Sebastien ignored my actions and continued, “Something else is that we can feel one another’s emotions, but only if they are strong. For example, if I am really angry with you, you would actually be able to feel my emotions surging through you”
“What about you?”, I inquired wondering how any of this meant for him, “You can just turn off your emotions. So how does marking me personally effect you?”
Sebastien stood and used his arm as support, “Well, I can’t really turn off my humanity for you anymore. Even if I were to do it to everyone else, you get to know how I’m really feeling”
His eyes narrowed before lowering his voice, “The mark makes me weak for you”
I tilted my head as Sebastien awkwardly shifted. As if the tone of our conversation had completely changed and he had realized something.
He then furrowed his brows and looked from the floor back to me.
“Which is why we will no longer be sharing a quarters”, Ugh, this again?
My brows furrowed in confusion. Before I could question anything, Sebastien was already speaking.
“Look Liz, I believe your story”, My slow brain had not yet processed what he was going on about, “But it would be stupid of me to turn a blind eye to the fact that he is your ex and he attacked the same kingdom you have continuously professed your hate toward up until awhile ago”
When I finally understood what he was insinuating, I realized that I could not even be shocked nor would it have been appropriate for me to be angry. I predicted it anyway.
All I could do was prove to Sebastien that I had nothing to do with Eric.
Though his eyes were in their green state, I sensed the change in his demeanor which caused that similar odd mix of fear and arousal I felt when I saw him so unhinged last night.
Sebastien stood straight and cupped my cheek with both hands and lifted my face so that our eyes were glued to one another’s, “Before I am your mate, I am a King”
My heart pounded, “And if I have to kill my mate for the sake of my kingdom’s safety, I will”
Tears brimmed my eyes as I nodded in understanding and he removed himself.
“So, for now I think it is best that you stay in my mother’s old chambers until we have figured it out”, He spoke, as if un-phased. It was not Sebastien speaking, it was the King, someone I had not seen since I was kidn*pped for my return.
“Another prison cell? Lovely”, I spoke sarcastically as I wiped away a stray tear, “I hope it’s prettier than this one”
“Before you awoke, I ordered the maids to prepare it for you. One of them are just outside my door...” He trailed ignoring my previous outburst and making his way toward the shower, “She will lead you there”
He then turned on the faucet and tested the temperature of the water, “See you tomorrow night”
So many things were occurring in the moment and it made it difficult for my brain to process.
“What’s tomorrow night?”, I inquired.
“A royal gala”, He spoke before getting in the shower. After the attack? I don’t know why I was surprised. It would be very like the royals to party when their palace was literally on fire the night before.

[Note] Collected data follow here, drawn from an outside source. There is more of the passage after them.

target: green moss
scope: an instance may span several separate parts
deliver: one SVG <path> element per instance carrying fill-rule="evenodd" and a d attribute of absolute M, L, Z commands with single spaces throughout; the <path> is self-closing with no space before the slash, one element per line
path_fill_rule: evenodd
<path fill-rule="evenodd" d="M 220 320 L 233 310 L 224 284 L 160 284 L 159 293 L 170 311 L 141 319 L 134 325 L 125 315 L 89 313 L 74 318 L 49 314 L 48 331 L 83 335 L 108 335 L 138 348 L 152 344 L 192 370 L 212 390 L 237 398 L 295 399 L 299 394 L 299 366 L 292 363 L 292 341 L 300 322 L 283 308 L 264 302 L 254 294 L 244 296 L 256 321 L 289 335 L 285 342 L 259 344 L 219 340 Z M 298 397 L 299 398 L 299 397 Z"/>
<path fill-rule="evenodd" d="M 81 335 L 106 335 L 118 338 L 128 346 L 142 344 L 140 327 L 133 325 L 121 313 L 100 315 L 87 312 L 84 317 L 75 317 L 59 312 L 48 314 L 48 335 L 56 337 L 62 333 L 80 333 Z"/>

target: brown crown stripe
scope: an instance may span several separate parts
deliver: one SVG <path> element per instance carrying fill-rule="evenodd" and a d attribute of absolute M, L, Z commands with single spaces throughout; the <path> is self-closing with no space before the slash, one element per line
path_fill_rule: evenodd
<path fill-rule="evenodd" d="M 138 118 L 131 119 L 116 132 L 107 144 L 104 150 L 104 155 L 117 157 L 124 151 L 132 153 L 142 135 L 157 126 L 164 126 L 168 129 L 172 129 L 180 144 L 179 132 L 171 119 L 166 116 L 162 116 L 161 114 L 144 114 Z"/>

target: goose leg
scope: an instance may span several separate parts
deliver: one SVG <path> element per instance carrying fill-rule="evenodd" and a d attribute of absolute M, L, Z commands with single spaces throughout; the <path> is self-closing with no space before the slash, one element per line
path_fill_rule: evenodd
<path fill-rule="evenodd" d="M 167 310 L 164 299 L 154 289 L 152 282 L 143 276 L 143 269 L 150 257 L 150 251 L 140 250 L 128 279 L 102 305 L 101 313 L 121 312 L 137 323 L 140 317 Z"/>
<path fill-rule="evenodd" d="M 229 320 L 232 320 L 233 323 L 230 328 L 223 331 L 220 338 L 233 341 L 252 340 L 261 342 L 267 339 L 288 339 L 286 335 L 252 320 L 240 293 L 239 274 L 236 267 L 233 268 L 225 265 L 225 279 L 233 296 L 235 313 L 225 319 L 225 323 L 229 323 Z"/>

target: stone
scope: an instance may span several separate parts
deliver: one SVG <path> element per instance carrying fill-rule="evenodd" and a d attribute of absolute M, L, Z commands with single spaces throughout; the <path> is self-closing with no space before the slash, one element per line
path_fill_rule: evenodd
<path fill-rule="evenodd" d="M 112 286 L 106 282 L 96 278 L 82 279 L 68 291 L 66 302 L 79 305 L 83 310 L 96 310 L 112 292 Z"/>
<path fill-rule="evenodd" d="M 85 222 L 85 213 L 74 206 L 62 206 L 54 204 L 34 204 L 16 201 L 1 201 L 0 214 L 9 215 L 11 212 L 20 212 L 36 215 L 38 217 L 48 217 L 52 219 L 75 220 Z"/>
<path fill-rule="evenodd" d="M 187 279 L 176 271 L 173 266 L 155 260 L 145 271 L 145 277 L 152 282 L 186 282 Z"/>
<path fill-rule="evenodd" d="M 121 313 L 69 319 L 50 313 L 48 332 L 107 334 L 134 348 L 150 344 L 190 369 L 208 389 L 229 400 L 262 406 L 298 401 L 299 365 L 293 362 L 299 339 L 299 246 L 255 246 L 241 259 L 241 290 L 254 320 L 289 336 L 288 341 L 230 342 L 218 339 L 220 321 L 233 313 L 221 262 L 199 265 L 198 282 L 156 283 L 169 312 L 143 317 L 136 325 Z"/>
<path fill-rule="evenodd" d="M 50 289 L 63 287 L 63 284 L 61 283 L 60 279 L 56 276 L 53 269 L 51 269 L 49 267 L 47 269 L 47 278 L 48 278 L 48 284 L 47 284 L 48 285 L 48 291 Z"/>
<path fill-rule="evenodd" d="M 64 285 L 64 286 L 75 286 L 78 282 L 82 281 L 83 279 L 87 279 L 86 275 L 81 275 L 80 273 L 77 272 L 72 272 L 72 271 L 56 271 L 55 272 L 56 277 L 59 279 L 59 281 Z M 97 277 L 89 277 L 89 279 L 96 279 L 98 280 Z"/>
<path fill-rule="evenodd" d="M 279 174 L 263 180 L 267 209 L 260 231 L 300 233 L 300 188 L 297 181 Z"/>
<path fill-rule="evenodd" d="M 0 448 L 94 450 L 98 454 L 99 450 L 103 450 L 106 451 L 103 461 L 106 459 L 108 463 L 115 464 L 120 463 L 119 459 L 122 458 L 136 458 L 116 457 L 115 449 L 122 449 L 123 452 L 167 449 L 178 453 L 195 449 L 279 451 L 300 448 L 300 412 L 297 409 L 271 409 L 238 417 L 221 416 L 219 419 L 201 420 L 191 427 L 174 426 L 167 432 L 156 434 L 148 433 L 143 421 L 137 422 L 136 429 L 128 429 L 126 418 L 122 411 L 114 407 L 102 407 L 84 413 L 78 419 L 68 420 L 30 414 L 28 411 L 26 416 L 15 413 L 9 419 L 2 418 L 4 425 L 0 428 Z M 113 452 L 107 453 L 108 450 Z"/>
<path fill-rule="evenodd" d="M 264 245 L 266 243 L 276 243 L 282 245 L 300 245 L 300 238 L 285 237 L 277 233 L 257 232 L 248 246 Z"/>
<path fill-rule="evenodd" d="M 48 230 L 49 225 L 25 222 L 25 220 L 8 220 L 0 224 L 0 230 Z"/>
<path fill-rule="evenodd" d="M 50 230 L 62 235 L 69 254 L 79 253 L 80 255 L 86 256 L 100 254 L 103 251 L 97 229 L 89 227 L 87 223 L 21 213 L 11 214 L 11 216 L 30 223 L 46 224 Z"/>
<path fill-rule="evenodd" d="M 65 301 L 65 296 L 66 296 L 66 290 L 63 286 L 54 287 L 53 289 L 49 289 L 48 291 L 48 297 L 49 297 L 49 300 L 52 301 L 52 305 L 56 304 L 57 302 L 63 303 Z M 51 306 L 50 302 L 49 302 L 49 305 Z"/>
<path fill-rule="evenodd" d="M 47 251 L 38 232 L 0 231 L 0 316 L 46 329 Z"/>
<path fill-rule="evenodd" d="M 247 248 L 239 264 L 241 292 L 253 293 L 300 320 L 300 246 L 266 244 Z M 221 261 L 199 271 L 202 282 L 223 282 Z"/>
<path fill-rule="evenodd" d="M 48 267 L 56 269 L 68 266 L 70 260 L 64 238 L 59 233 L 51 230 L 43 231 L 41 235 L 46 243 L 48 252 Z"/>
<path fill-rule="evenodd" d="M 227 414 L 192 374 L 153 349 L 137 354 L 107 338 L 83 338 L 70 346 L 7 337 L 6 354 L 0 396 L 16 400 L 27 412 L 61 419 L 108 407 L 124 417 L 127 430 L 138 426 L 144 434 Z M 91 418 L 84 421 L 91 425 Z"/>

As the shower ran, I did not bother to ask any more questions. Regardless of my displeasure for the idea, I was probably going to be forced to go anyway. As I awkwardly walked out of the chambers, my mind trailed to Sebastien’s threat. It did not matter how far along I thought we were in our relationship, I had always managed to get myself on his bad side with worsening consequences.
Before I exited his bedroom altogether, I exhausted my screams of agitation into the nearest pillow.
For my sake, I hoped that I would not have to get to the point of near death for me to learn that I needed to stop testing him.